6. Pour rejeter la demande de regroupement familial présentée par M. A, le préfet des Yvelines s’est fondé sur la circonstance que l’intéressé aurait perçu, durant la période de référence allant de mai 2023 à avril 2024, soit les douze mois précédant le dépôt de sa demande, une pension de retraite d’un montant moyen de 822 euros nets par mois, soit une somme inférieure au seuil exigé en 2023 pour une famille de deux personnes, fixé à 1 383,08 euros nets. Il résulte toutefois de l’instruction, et notamment des attestations de paiement, relevés de mensualités et relevés de comptes bancaires produits par M. A, que ce dernier percevait une retraite mensuelle nette versée par la Caisse nationale d’assurance vieillesse d’Ile de France d’un montant mensuel moyen de 1 007,81 euros ainsi que d’une pension de l’AGIRC-ARRCO pour un montant mensuel moyen de 402,11 euros. Il fait également état sans toutefois l’établir de versements de pensions versées par la société Allianz. Au vu des éléments produits s’agissant des pensions de retraite CNAV et AGIRC-ARRCO, le moyen tiré de la méconnaissance des dispositions des articles L. 434-7 et L. 434-8 du code de l’entrée et du séjour des étrangers et du droit d’asile est de nature à créer, en l’état de l’instruction, un doute sérieux quant à la légalité de cette décision.

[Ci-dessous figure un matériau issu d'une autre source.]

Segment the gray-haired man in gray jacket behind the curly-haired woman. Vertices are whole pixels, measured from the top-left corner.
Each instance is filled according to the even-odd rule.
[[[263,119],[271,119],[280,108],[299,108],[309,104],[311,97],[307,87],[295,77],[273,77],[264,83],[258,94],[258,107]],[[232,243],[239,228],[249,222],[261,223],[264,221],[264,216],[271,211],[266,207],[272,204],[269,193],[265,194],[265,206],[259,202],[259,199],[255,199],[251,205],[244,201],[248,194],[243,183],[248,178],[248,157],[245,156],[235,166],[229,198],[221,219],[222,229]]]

7. Il résulte de ce qui précède qu’il y a lieu d’ordonner la suspension de l’exécution de la décision de rejet opposée à M. A le 10 janvier 2025 jusqu’à ce qu’il soit statué au fond sur la légalité de cette décision.
Sur les conclusions à fin d’injonction :
8. La présente décision implique qu’il soit procédé au réexamen de la demande de M. A. Il y a donc lieu d’enjoindre au préfet des Yvelines de procéder à ce réexamen dans un délai de deux mois à compter de la notification de la présente ordonnance. Il n’y a pas lieu, dans les circonstances de l’espèce, d’assortir cette injonction d’une astreinte.
Sur les frais liés à l’instance :
9. Il y a lieu, dans les circonstances de l’espèce de mettre à la charge de l’Etat une somme de 1 000 euros en application des dispositions de l’article L. 761-1 du code de justice administrative.
O R D O N N E :
Article 1er : L’exécution de la décision du 10 janvier 2025 par laquelle le préfet des Yvelines a rejeté la demande de regroupement familial présentée par M. A est suspendue jusqu’à ce qu’il soit statué au fond sur la légalité de cette décision.
Article 2 : Il est enjoint au préfet des Yvelines de procéder au réexamen de la demande de M. A dans un délai de deux mois à compter de la notification de la présente ordonnance.
Article 3 : L’Etat versera à M. A une somme de 1 000 (mille) euros au titre de l’article L. 761-1 du code de justice administrative.
Article 4 : La présente ordonnance sera notifiée à M. D A au préfet des Yvelines et au ministre de l’intérieur.
Fait à Versailles, le 7 avril 2025.
Le juge des référés,
signé
E. Jauffret
La République mande et ordonne au ministre de l’intérieur en ce qui le concerne ou à tous commissaires de justice à ce requis en ce qui concerne les voies de droit commun, contre les parties privées, de pourvoir à l’exécution de la présente décision.